>De dag dat Gaddafi valt?

>Volgens de mainstream media nadert de Dag dat Gaddafi valt in rap tempo. Niet zo snel, schrijft De Wereld Morgen dan weer. Check ook de “loop” in het rechterscherm (Tripoli)van Al Jazeera.

Hoe het ook zij: voordat we allemaal goedbedoeld beginnen te juichen over de mogelijke val van wederom een Arabische leider/dictator, moet het duidelijk zijn wat de achtergrond van het conflict in Libië is. Hieronder plak ik daarom enkele blogs in de herhaling, met info welke je niet bij NOS, RTL en andere media zal tegenkomen. Maar het is wel zeer essentiële achtergrondinformatie.


Weet waar je om juicht straks.

Met excuses voor het steenkolen-engels.Ik weet nooit van te voren of ik Engels of Nederlands ga typen.


Voor het eerst hier geplaatst: Libya

Let me start with a well known, disturbing video.


Readers of this blog and my twitter-account know that I’m a supporter of a peoples revolution against Khadafi in Libya.(contrary to some of the sources cited below).

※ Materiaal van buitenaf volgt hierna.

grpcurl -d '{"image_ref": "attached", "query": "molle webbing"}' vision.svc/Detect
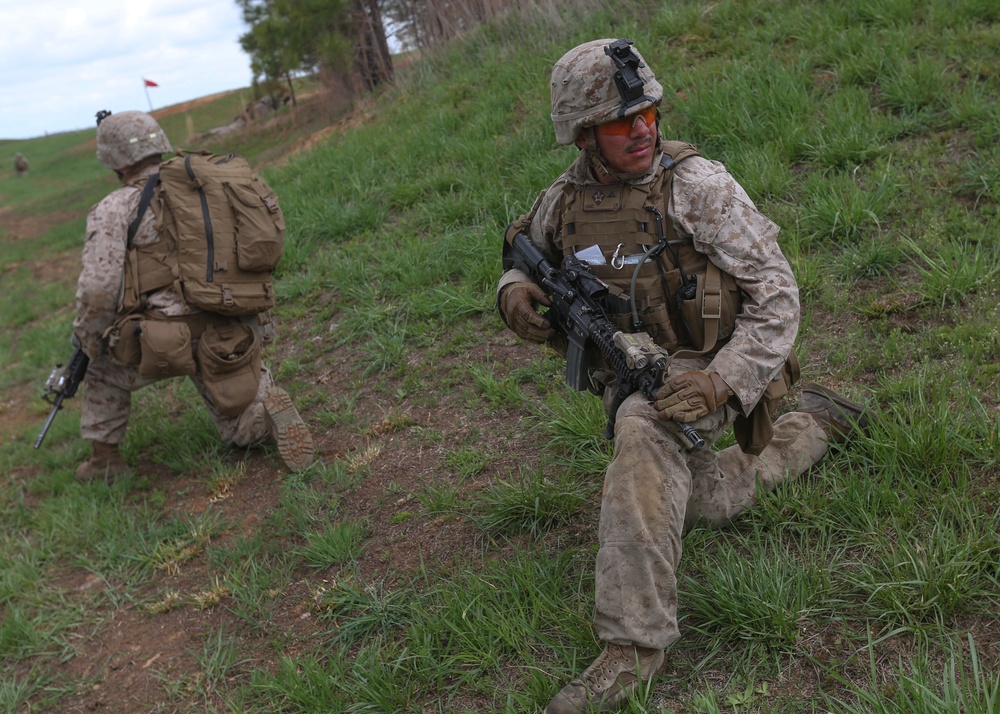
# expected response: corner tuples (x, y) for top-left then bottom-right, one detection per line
(122, 152), (285, 316)
(557, 142), (738, 356)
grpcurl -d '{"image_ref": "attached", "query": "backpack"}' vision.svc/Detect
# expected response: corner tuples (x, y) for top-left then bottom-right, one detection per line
(123, 151), (285, 316)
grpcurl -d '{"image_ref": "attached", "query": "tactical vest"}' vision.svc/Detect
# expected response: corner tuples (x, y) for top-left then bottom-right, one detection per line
(557, 141), (742, 357)
(122, 152), (285, 316)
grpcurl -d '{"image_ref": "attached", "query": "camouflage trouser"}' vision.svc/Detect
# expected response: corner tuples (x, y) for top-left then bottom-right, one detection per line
(594, 372), (827, 649)
(80, 355), (273, 446)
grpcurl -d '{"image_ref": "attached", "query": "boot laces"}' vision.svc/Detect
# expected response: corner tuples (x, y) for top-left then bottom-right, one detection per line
(580, 645), (636, 692)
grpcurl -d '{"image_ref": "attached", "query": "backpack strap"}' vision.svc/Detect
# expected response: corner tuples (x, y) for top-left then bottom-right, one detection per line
(184, 154), (216, 280)
(125, 171), (160, 250)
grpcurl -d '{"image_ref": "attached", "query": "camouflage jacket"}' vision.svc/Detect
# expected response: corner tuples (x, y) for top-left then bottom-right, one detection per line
(73, 166), (191, 358)
(497, 144), (799, 415)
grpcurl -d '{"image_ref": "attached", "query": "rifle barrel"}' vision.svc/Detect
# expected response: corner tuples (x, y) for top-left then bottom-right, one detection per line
(35, 394), (63, 449)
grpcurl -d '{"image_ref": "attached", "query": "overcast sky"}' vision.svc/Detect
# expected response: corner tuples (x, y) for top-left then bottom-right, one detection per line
(0, 0), (251, 139)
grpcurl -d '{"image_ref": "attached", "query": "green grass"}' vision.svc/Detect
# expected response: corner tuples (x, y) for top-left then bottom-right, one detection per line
(0, 0), (1000, 714)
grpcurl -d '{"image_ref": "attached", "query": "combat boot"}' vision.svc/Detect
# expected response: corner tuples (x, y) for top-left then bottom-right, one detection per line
(264, 386), (315, 471)
(74, 441), (129, 483)
(545, 644), (665, 714)
(796, 382), (868, 444)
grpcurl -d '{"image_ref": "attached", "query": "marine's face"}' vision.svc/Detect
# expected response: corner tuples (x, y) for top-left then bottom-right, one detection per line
(594, 107), (656, 181)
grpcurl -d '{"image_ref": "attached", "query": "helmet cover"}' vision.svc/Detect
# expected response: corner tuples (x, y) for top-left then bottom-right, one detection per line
(97, 111), (173, 171)
(550, 39), (663, 145)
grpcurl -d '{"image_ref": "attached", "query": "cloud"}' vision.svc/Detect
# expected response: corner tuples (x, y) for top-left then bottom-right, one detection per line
(0, 0), (251, 139)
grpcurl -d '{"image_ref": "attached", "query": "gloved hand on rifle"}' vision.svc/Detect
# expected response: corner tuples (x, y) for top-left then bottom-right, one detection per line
(653, 369), (734, 423)
(500, 283), (556, 342)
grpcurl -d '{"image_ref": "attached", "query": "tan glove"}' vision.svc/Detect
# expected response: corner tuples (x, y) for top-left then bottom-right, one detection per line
(500, 283), (556, 342)
(653, 369), (734, 423)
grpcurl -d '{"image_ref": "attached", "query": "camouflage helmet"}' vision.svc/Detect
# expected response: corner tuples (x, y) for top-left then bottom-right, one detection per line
(97, 111), (173, 171)
(550, 39), (663, 144)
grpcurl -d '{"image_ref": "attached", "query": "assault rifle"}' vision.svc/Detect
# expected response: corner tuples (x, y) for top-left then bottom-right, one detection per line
(35, 347), (90, 449)
(511, 233), (705, 449)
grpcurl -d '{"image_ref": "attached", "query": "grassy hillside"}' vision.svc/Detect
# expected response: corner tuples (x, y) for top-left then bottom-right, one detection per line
(0, 0), (1000, 714)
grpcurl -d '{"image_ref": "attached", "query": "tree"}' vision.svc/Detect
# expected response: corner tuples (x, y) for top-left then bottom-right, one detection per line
(236, 0), (392, 96)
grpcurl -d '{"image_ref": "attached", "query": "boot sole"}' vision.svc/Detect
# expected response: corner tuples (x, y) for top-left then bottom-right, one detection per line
(802, 382), (868, 431)
(264, 389), (315, 471)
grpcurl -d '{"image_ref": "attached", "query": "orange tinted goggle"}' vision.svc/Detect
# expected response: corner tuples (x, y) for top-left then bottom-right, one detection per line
(598, 107), (656, 135)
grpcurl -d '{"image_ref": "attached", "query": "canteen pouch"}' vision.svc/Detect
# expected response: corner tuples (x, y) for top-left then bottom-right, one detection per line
(198, 322), (261, 417)
(108, 315), (142, 367)
(139, 320), (197, 379)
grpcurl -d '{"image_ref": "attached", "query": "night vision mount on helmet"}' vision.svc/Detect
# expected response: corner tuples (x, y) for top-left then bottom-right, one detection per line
(97, 110), (173, 171)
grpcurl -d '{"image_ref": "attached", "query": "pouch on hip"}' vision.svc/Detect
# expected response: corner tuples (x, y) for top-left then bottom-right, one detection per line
(198, 322), (261, 417)
(108, 315), (142, 367)
(139, 320), (197, 379)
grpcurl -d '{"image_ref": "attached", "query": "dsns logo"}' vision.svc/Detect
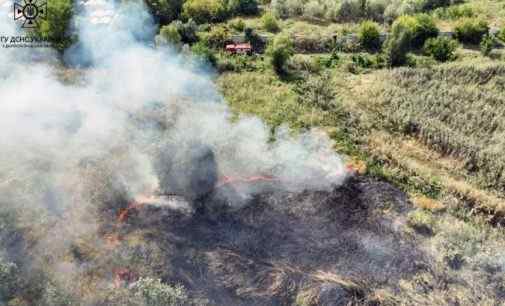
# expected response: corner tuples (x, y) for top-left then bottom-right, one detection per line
(14, 0), (47, 29)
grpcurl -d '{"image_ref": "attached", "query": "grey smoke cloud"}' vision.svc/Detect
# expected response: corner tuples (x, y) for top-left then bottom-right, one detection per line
(0, 0), (345, 215)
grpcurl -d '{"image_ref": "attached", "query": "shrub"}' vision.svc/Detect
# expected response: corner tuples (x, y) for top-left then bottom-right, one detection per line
(230, 18), (245, 32)
(422, 0), (452, 11)
(295, 73), (337, 110)
(217, 54), (256, 72)
(146, 0), (183, 24)
(358, 21), (381, 50)
(131, 278), (188, 306)
(272, 0), (305, 18)
(407, 209), (435, 234)
(191, 42), (217, 66)
(36, 0), (74, 51)
(318, 50), (340, 68)
(244, 28), (266, 52)
(391, 14), (438, 49)
(435, 5), (475, 19)
(454, 18), (489, 45)
(384, 27), (412, 67)
(261, 13), (279, 32)
(267, 36), (294, 75)
(155, 24), (182, 46)
(202, 26), (230, 48)
(384, 0), (423, 23)
(336, 0), (363, 22)
(228, 0), (259, 15)
(366, 0), (389, 22)
(182, 0), (228, 23)
(423, 37), (458, 62)
(303, 0), (326, 20)
(173, 19), (198, 44)
(288, 54), (321, 73)
(497, 27), (505, 42)
(480, 34), (496, 56)
(412, 14), (438, 48)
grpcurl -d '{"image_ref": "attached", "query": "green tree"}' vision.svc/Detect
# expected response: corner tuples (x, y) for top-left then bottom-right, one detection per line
(202, 25), (230, 48)
(454, 18), (489, 45)
(146, 0), (183, 24)
(480, 34), (496, 56)
(36, 0), (74, 51)
(261, 13), (279, 32)
(267, 35), (294, 75)
(384, 27), (412, 67)
(191, 42), (217, 66)
(423, 37), (458, 62)
(358, 20), (381, 51)
(228, 0), (259, 15)
(182, 0), (228, 23)
(155, 23), (182, 47)
(172, 18), (198, 44)
(0, 258), (18, 304)
(132, 278), (188, 306)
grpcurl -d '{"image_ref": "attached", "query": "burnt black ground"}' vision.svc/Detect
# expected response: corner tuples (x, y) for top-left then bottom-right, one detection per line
(121, 177), (427, 305)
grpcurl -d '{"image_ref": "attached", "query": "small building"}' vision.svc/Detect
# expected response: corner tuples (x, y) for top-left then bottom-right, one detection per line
(226, 43), (252, 54)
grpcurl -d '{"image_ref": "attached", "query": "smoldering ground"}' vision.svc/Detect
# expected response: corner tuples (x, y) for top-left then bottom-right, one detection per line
(0, 1), (345, 304)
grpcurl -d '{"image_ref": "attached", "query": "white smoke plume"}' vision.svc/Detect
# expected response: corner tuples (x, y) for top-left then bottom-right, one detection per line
(0, 1), (344, 212)
(0, 0), (345, 304)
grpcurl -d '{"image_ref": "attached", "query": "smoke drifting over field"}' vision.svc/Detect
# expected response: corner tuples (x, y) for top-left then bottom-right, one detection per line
(0, 1), (344, 302)
(0, 2), (343, 215)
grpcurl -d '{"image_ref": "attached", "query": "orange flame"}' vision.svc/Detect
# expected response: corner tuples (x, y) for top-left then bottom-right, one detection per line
(117, 201), (145, 223)
(217, 175), (277, 187)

22/08/2011- Note: I am not a supporter anymore. This revolution is not about people, but profits. I would change my mind if it becomes clear that the vast majority of Libyans support the rebels (and the neo-imperialist agenda they represent)Then it would be the people’s choice, and that I would respect. But I have strong doubts about that being the case. See next.- J.

I even supported the No Fly Zone resolution. Which turned out to be way more than just that. Yes, there is some regret on my side here.

Because at this moment, this “UN intervention” is becoming another one of those infamous humanitarian NATO-wars. And just like the example with the KLA (UCK) in Kosovo, the “coalition” sides with organizations claiming to be revolutionaries and freedom fighters.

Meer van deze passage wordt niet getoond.